Tutti parlano della disaffezione dei giovani nei confronti della politica, quasi come fosse diventato l’equivalente nella vita pubblica delle conversazioni al bar sport. Parlano di astensionismo, cattive abitudini, droghe, abuso dei social (come se la politica ne fosse esente), incapacità manifesta e poca voglia di fare di queste nuove generazioni. Nessuno parla invece della vera chiave di lettura per comprendere i problemi che vessano la partecipazione politica dei giovani. Per farlo bisogna infatti rovesciare la questione, cambiare totalmente prospettiva e osservare quei ragazzi che oggi popolano i banchetti dei partiti e le piazze delle nostre città.

I giovani che oggi si iscrivono a un partito vengono considerati unicamente in virtù dell’utilità ‘manuale’ della loro militanza, in un clima di deresponsabilizzazione dove nel migliore dei casi vengono usati come cassa di risonanza delle idee calate dal leader di turno.
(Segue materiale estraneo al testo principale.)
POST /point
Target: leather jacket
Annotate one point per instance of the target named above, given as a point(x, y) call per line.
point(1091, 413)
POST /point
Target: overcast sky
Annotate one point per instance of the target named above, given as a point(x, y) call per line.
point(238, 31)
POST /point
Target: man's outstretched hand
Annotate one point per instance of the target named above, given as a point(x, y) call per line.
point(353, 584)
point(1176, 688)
Con poche eccezioni, le sezioni giovanili non vanno a congresso, non hanno mandati di produzione di contenuti politicamente rilevanti e vedono le loro dirigenze nominate dalle sedi romane. Tutto ciò in un panorama caratterizzato dalla morte totale dei partiti tradizionali. Nella meritocrazia del migliore pappagallo, dove si illude di vincere chi meglio imita le storture della politica ‘adulta’, diventa molto difficile emergere per le proprie convinzioni e capacità. A questo si unisce la frammentazione delle attuali realtà partitiche: ciascuna costituisce una ‘bolla’ che vive l’attività politica in modo estremamente conflittuale con gli altri e al proprio interno, alimentata da personalismi anziché da idee e valori condivisi. Per rompere questa profezia autorealizzante non possono che esserci due soluzioni.
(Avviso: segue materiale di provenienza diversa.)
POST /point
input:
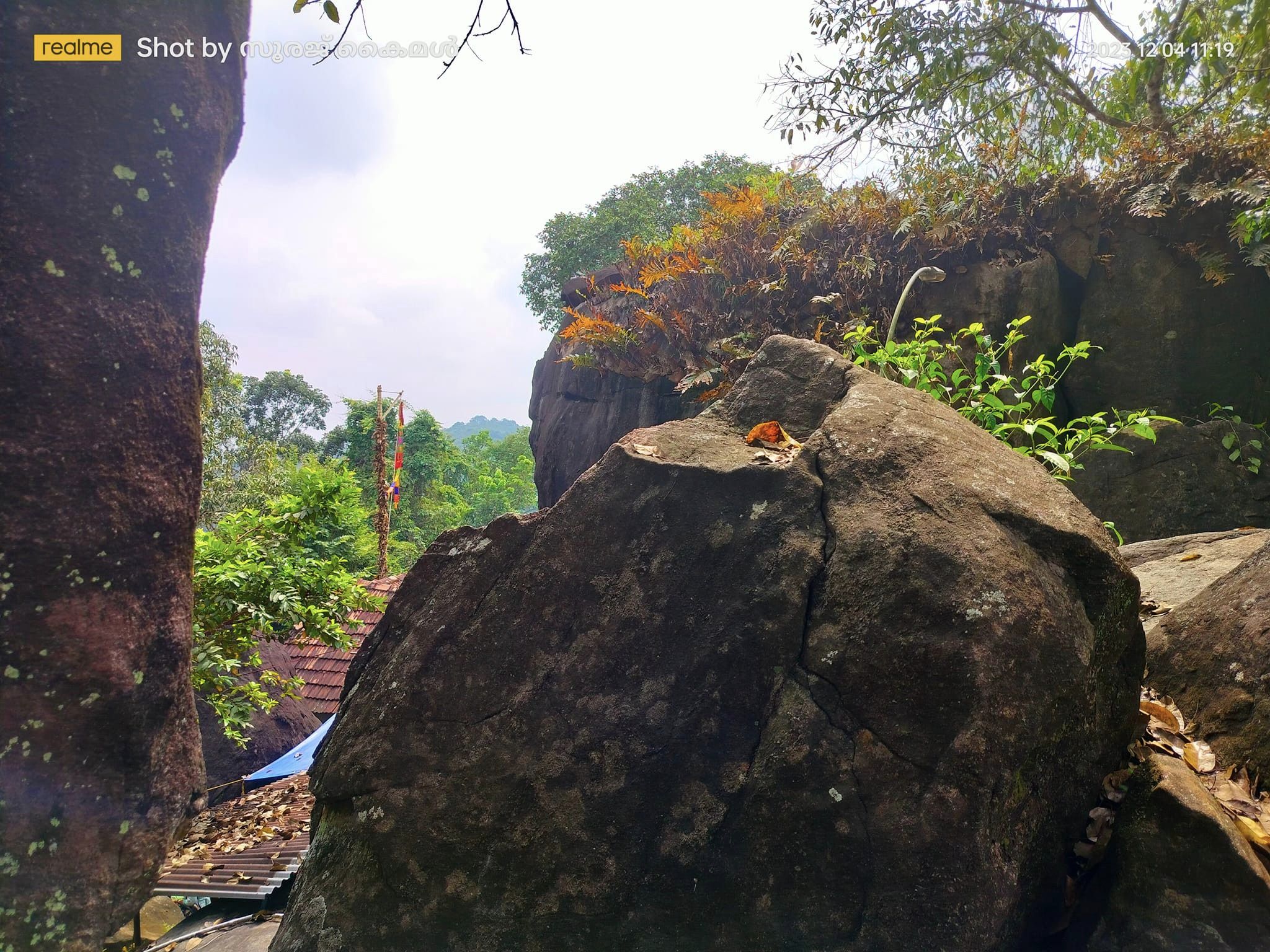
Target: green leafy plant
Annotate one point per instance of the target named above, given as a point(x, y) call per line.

La prima riguarda la vita interna ai partiti stessi: per essere attrattive, le forze politiche devono tornare a essere contendibili e democratiche, capaci di far convivere una pluralità di sensibilità e mettere al centro della discussione di partito queste divergenze. La seconda soluzione è inerente invece a tutte quelle forme di attivismo politico già anni luce avanti rispetto ai partiti. Le realtà che oggi riescono a coinvolgere maggiormente i giovani sono quelle che si occupano di single issue.

La classe dirigente non dovrebbe sminuire questo processo, ma anzi provare a inserirlo in luoghi di aggregazione politica più strutturata, per mettere a sistema quella militanza e dare una ‘casa’ a chi ancora non l’ha trovata. Questo comporterebbe incanalare, tramite mezzi riconosciuti e istituzionali, la grande energia politica che spesso si limita a momenti di protesta ma che fatica a trovare una traduzione in policies delle proprie posizioni. A questo servirebbero strumenti di partecipazione vera dal basso. A questo servirebbero partiti in grado di accogliere queste istanze senza annichilirle all’interno di strutture votate unicamente all’occupazione del potere.